A sense of national identity needs to be fostered, he said, as at present Lebanon is fragmented and "each group has its own initiative for the country".
It also is imperative to eliminate the militias that have unduly influenced Lebanon since the early 1990s, he added, noting that arms outside state control impede structural reform within the system.
Hizbullah alone is not the root of the problem, he said, pointing to the existing political system that paved the way for its emergence and rise.
"What credibility do political parties have if they demand the disarmament of a party after contributing to its growth and legitimising its weapons?" he asked.
Lebanon should make it a priority to establish a modern, non-sectarian political system that would not enable any party to act outside the state or carry weapons, he said, so that none will feel the need to establish their own initiative.
Lebanon needs help to recover
Hizbullah has ruled over Lebanon for years, both directly and through its allies, with devastating consequences for the country, economist Violet Ghazal al-Balaa told Al-Mashareq.
Implementing the party's agenda has bankrupted Lebanon, which now has to bear the effects of the US sanctions, she said, noting that Lebanon will not be able to recover on its own.

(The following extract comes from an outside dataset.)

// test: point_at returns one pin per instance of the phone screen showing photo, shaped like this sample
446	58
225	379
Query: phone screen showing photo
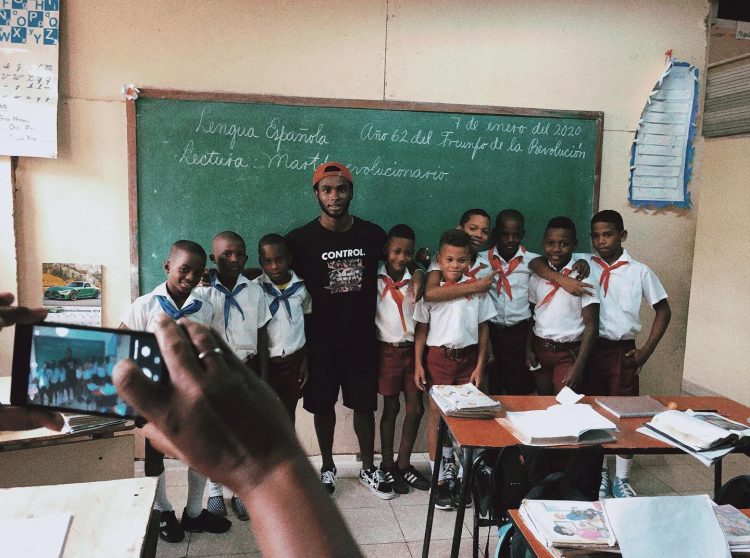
71	368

There is no way for Lebanon to regain its prosperity "except by disarming Hizbullah through diplomatic means, which would bring Lebanon back to the international community", al-Balaa said.
An International Monetary Fund (IMF) rescue programme would inject between $8 and $10 billion into the country over a five-year period, she noted, provided the required reforms are implemented.
These reforms also need to be carried out in order for the country to take advantage of an $11.5 billion international aid package, which would greatly benefit its infrastructure and stimulate businesses, including tourism.
Lebanon's economy is capable of recovering at a record speed if it is free of Hizbullah, al-Balaa added, noting that the party has brought about economic sanctions that are concerning to venture capitalists and investors.